The fact that Sullivan feels comfortable enough behind his black robe shield to launch a gratuitous attack on his victim says a lot about the legal system and its failures.

He should be held accountable for the abuse of government funds (he used his work hours and presumably clerks to type up this Memorandum Opinion) and should not be shielded from the consequences of his defamatory statements. In fact, since he acted as a judge and not a private citizen, in a sane legal world he should not be able to claim free speech as a shield. Of course, the judiciary is very generous with the members of their caste.

In a functioning non-factionalized republic this judge would swiftly be impeached by the House and convicted by the Senate with very large majorities if not unanimously.
That this will not happen is a sad state of affairs.

He has been hoisted on his own petard, and I don’t believe the stink will ever go away.

No “Equal Justice Under Law”-fare.

Florida Gator | December 9, 2020 at 8:41 am

Ahab’s parting shot: “To the last I grapple with thee; from Hell’s heart I stab at thee; for hate’s sake I spit my last breath at thee.”

This cannot be considered good for the country in any way you spin it. If Sullivan gets any kind of promotion, we will know that they just don’t care any more and plan to get away with whatever they want as long as it doesn’t spark a revolution.

We are the frogs in the slow boil pot of water.

Just finished reading all the comments and it is unanimous.
Sullivan is a bloody arsehole!

The D.C. Circuit blew it when it denied the mandamus petition en banc and said it expected the district court to act “with dispatch” in July. Sullivan did not and strung it out until it became likely Biden would be inaugurated in January, forcing Trump’s hand on a pardon.

The dismissal order needed to only note the filing of the pardon and Flynn’s acceptance of it; and dismiss the case–three (short) sentences at most. A 42-page opinion is overkill–I guess the only thing now to await is whether it winds up in the F.Supp. reports.

Sullivan’s rant proved the necessity and verity of Trump’s pardon. The judge was truly and invariably bent against both Gen. Flynn and the president.

He is mentally unstable and a liability to the courts.


1. Did Flynn actually ACCEPT the pardon before this case was dismissed?

2. Would that have any affect on suing for fees incurred?

3. Was the case dismissed contingent on acceptance?

He is under no obligation to accept the pardon.

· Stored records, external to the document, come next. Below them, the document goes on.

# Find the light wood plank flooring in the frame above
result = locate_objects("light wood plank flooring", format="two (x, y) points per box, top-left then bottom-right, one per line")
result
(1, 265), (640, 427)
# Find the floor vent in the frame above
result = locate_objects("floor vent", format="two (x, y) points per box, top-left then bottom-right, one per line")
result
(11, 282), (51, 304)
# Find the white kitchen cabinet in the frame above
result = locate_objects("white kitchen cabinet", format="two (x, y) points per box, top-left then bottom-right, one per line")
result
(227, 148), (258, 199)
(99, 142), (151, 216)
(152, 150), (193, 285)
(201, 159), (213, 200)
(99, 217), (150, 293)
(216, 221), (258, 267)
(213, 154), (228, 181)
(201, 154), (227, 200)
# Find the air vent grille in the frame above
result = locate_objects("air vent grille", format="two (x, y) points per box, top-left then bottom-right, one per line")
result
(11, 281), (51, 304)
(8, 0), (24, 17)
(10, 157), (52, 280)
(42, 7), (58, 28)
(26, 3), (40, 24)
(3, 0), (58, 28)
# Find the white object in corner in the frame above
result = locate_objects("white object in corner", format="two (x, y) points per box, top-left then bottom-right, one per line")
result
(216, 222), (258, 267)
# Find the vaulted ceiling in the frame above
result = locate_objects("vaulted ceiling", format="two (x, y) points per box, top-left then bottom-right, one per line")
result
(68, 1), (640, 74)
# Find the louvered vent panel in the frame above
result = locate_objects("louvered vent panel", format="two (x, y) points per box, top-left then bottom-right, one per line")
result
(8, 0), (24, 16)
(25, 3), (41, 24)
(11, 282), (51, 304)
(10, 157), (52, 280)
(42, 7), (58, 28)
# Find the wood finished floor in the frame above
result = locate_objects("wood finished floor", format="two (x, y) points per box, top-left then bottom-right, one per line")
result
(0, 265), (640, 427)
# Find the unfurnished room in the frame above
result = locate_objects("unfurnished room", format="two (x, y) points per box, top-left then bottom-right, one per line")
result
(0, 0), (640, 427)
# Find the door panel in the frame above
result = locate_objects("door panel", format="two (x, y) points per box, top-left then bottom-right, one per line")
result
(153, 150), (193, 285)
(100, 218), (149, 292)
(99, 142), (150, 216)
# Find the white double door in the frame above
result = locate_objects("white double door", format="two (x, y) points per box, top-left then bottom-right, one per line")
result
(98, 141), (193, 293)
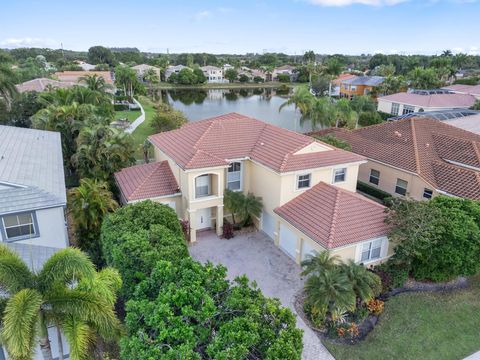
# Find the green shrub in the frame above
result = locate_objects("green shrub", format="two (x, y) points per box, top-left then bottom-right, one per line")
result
(121, 258), (302, 360)
(387, 196), (480, 281)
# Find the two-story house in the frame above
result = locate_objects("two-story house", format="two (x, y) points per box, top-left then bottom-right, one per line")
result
(340, 76), (385, 99)
(317, 117), (480, 200)
(200, 65), (225, 83)
(115, 113), (388, 263)
(0, 125), (69, 360)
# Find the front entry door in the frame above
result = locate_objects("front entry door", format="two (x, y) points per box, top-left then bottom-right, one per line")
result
(196, 208), (212, 230)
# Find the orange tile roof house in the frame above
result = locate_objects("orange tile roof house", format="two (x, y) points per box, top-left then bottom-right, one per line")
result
(54, 71), (114, 85)
(377, 90), (475, 116)
(321, 117), (480, 200)
(16, 78), (77, 93)
(115, 113), (391, 263)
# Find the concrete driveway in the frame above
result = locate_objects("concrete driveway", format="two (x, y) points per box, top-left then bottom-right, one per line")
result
(189, 232), (334, 360)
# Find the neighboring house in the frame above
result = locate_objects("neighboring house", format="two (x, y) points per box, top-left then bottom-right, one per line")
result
(340, 76), (385, 99)
(330, 74), (357, 96)
(272, 65), (298, 82)
(74, 60), (96, 71)
(54, 71), (114, 85)
(443, 84), (480, 100)
(200, 65), (228, 83)
(317, 117), (480, 200)
(132, 64), (160, 81)
(0, 125), (69, 360)
(377, 90), (475, 116)
(165, 65), (186, 81)
(115, 113), (392, 263)
(16, 78), (77, 93)
(388, 109), (480, 135)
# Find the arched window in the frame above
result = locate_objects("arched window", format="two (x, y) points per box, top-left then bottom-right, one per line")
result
(227, 161), (242, 191)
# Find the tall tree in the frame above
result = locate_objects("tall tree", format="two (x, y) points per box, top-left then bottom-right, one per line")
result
(0, 244), (121, 360)
(68, 179), (118, 265)
(0, 64), (18, 110)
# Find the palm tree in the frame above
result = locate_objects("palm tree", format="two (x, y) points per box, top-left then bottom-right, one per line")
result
(0, 244), (121, 360)
(238, 193), (263, 226)
(278, 86), (315, 119)
(68, 179), (118, 231)
(302, 251), (340, 276)
(342, 260), (381, 302)
(305, 267), (356, 320)
(0, 65), (18, 111)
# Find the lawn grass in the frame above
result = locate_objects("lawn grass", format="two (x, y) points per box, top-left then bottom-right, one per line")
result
(115, 110), (142, 123)
(324, 277), (480, 360)
(132, 96), (155, 160)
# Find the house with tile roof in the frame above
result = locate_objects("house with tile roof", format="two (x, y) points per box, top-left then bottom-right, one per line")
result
(443, 84), (480, 100)
(115, 113), (391, 263)
(340, 76), (385, 99)
(316, 117), (480, 200)
(377, 90), (475, 116)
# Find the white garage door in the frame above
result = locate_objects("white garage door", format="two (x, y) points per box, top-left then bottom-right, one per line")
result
(302, 240), (317, 261)
(262, 211), (275, 239)
(279, 224), (297, 259)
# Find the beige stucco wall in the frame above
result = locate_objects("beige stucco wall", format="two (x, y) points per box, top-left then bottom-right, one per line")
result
(358, 160), (438, 200)
(377, 98), (468, 116)
(274, 215), (393, 266)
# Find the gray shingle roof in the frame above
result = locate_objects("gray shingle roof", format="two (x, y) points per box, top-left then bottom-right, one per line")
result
(0, 125), (67, 213)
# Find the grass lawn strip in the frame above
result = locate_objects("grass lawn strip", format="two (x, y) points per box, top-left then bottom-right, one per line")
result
(324, 277), (480, 360)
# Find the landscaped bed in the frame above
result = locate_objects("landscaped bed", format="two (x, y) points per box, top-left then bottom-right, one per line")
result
(324, 277), (480, 360)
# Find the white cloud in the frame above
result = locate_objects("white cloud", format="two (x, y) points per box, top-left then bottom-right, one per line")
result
(308, 0), (410, 7)
(0, 37), (60, 49)
(193, 10), (212, 21)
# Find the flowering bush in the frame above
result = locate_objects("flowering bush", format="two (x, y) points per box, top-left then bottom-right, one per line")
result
(367, 299), (385, 316)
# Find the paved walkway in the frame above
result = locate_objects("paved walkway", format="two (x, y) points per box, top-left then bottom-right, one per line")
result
(189, 232), (334, 360)
(125, 99), (145, 134)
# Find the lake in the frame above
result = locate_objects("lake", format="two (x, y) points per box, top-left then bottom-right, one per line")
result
(157, 88), (312, 132)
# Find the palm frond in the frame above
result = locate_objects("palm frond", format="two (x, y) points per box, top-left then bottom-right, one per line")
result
(38, 248), (95, 290)
(1, 289), (42, 360)
(0, 244), (33, 294)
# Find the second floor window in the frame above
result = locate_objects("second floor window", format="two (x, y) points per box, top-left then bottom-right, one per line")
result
(333, 168), (347, 183)
(423, 188), (433, 199)
(195, 174), (210, 198)
(390, 103), (400, 115)
(369, 169), (380, 185)
(297, 174), (311, 189)
(395, 179), (408, 196)
(2, 212), (37, 240)
(227, 162), (242, 191)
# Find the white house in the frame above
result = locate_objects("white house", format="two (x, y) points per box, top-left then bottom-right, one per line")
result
(200, 65), (226, 83)
(377, 90), (475, 116)
(0, 125), (69, 360)
(165, 65), (186, 81)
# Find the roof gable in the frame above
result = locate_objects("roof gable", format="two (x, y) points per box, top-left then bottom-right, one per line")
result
(149, 113), (364, 172)
(274, 182), (388, 249)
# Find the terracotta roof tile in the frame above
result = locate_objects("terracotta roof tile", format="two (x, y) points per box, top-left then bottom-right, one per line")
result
(115, 161), (180, 201)
(378, 92), (475, 108)
(315, 117), (480, 200)
(149, 113), (365, 173)
(274, 182), (389, 249)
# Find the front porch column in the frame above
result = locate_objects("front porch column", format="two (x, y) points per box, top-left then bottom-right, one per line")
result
(216, 205), (223, 236)
(187, 209), (197, 242)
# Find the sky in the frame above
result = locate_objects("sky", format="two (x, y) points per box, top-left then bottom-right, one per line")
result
(0, 0), (480, 55)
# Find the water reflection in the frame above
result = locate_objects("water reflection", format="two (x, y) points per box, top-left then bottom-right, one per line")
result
(152, 87), (312, 132)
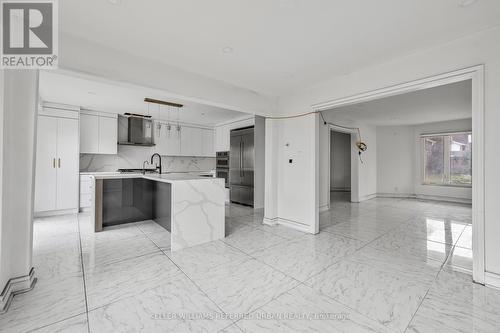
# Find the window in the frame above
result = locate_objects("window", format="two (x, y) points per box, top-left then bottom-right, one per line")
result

sincerely hope that some point in the future gen. flynn has an opportune encounter with sullivan, just the two of them, and gives sullivan the ass-whipping the turd in robes deserves

When an employee of the federal government commits a crime while at work is he personally liable?

As a retired DEA agent, I found it incomprehensible that after the prosecution asked to drop charges, the judge refused and tried to drag out the case. That is inconsistent with the spirit of the law, if not the letter.

Judge Sullivan clearly had a personal/political motive here, and his actions have discredited the Bench.

One of my fellow DEA retirees just this week told of being in the courtroom of (now disgraced ) Judge Alcee Hastings in Florida. He described Hastings as a second defense attorney. In this case, we have a judge, Sullivan, acting as a substitute prosecutor. That is clearly not the role of the judge.

    mark311 in reply to gary fouse. | December 16, 2020 at 10:20 am

    The problem with that argument is that the man had already pled guilty. Some of the prosecutors even resigned because they were being pressured to drop the case. This was not the evidence leading to a conclusion this was political pressure to ensure he was let of the hook.

It seems to me that Sullivan did things to harm Flynn that were not his business.
Can Flynn sue him for some of that behavior?
For example getting someone who had already bashed Flynn to report to him and holding up his action until receiving that report.
Also appealing the order to dismiss charges against Flynn to the higher court.
Sullivan had no standing to do that.